Eine solche Verknüpfung verletzt auch bei einer im Blick auf Art. 3 Abs. 1 der Richtlinie 2001/29/EG zur Harmonisierung bestimmter Aspekte des Urheberrechts und der verwandten Schutzrechte in der Informationsgesellschaft gebotenen richtlinienkonformen Auslegung des § 15 Abs. 2 UrhG grundsätzlich kein unbenanntes Verwertungsrecht der öffentlichen Wiedergabe.
Der Gerichtshof der Europäischen Union hat auf das im vorliegenden Rechtsstreit eingereichte Vorabentscheidungsersuchen des Bundesgerichtshofs ausgeführt, es liege keine öffentliche Wiedergabe vor, wenn auf einer Internetseite anklickbare Links zu Werken bereitgestellt würden, die auf einer anderen Internetseite mit Erlaubnis der Urheberrechtsinhaber für alle Internetnutzer frei zugänglich seien. Das gelte auch dann, wenn das Werk bei Anklicken des bereitgestellten Links in einer Art und Weise erscheine, die den Eindruck vermittele, dass es auf der Seite erscheine, auf der sich dieser Link befinde, obwohl es in Wirklichkeit einer anderen Seite entstamme. Letztlich enthält diese Auffassung bereits eine teleologische Reduktion des zu weit geratenen Art. 3 Abs.1, 2 der genannten Richtlinie, da bestimmte Nutzungshandlungen aus der Wiedergabe bei Annahme einer Nutzungshandlung "herausgenommen" werden.
Der interessenteste Aspekt dieser neuen Entscheidung betrifft aber die vom BGH aufgeworfene und offen gelassene Rechtsfrage, ob in solchen Fällen eine öffentliche Wiedergabe erfolgt, wenn keine Erlaubnis des Urheberrechtsinhabers vorliegt. Wird dies angenommen, hätten die Beklagten das Urheberrecht am Film verletzt, wenn dieser ohne Zustimmung des Rechtsinhabers bei "YouTube" von einem - oftmals unbekannten - Dritten eingestellt worden war.

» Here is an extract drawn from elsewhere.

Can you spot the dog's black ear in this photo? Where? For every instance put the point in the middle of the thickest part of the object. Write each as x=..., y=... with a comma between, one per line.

Hier stellt sich schon die Frage, wie eine solche Zustimmung geprüft werden soll, wenn sie nicht aufgrund der Umstände evident oder nichtevident ist. Letztlich gibt es nur zwei Möglichkeiten: entweder die Zustimmung wird aufgrund unzumutbarer Prüfpflichten auch angesichts der Filtertechnologie von Youtube unterstellt oder aber bei fehlender Zustimmung darf ein solcher Content generelll nicht verwendet werden. Im letzteren Fall geraten eine größere Anzahl von Praktiken in Social Networks in Gefahr. Für einen Nutzer lässt sich aber im Regelfall ohne unzumutbaren Prüfwand kaum klären, ob ein Content bei Youtube mit oder ohne Zustimmung vorgehalten wird. Die sich hier stellenden Fragen zeigen, dass das geltende Recht die aktuellen Handlungsprozesse nicht vollständig erfasst.

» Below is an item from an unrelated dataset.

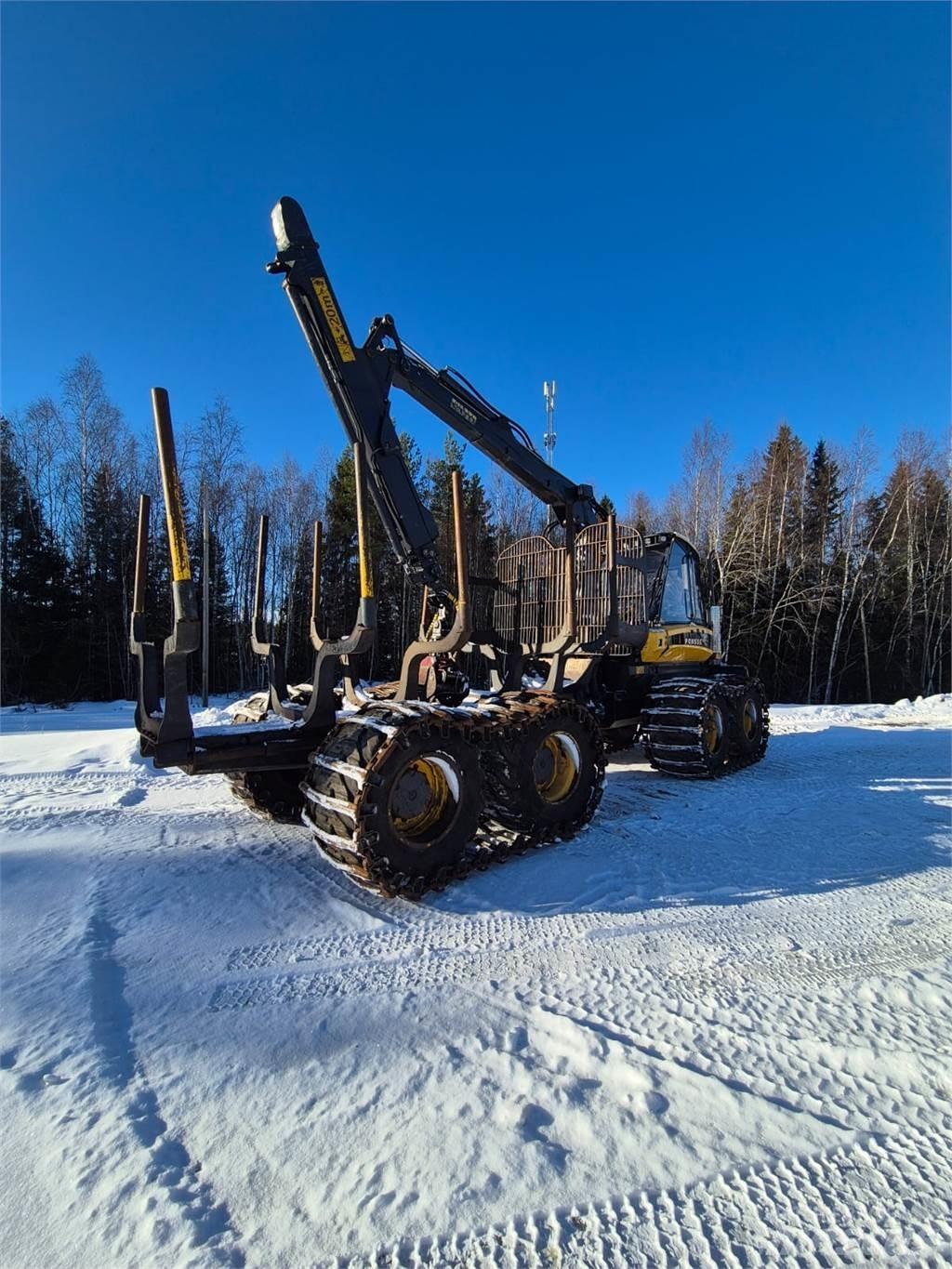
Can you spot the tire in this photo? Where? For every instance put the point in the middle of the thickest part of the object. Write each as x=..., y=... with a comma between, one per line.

Der BGH zieht sich darauf zurück, dass das Berufungsgericht dazu keine Feststellungen getroffen hat, so dass eine Zurückverweisung erfolgt ist. Der Bundesgerichtshof hatte zwar in diesem Zusammenhang erwogen, das Verfahren bis zur Entscheidung des EuGH in dem vom Hoge Raad der Niederlande am 7. April 2015 eingereichten Vorabentscheidungsersuchen in der Rechtssache C-160/15 - GS Media BV/Sanoma Media Netherlands BV u.a. auszusetzen. Der Hoge Raad hat dem EuGH die Frage vorgelegt, ob von einer öffentlichen Wiedergabe auszugehen ist, wenn das Werk auf der anderen Internetseite ohne Zustimmung des Rechtsinhabers zugänglich gemacht worden ist. Die betreffende Rechtsfrage wird daher voraussichtlich bald geklärt werden.
Allerdings hat der BGH von einer Aussetzung bedauerlicherweise abgesehen, weil mit einer Entscheidung des EuGH in dem ihm vom Hoge Raad vorgelegten Verfahren ist frühestens in einem Jahr zu rechnen ist.
Wie der BGH ausführt, kommt es auf die zu erwartende rechtliche Klärung dieser Frage durch den EuGH im vorliegenden Verfahren nur an, wenn der Film ohne Zustimmung des Rechtsinhabers bei "YouTube" eingestellt war. Eine Tatsachenfeststellung, die in diesem Rechtsstreit noch nicht getroffen war. Es wäre nicht verwunderlich, wenn es in diesem Rechtsstreit zu einem erneuten Vorabentscheidungsverfahten kommt.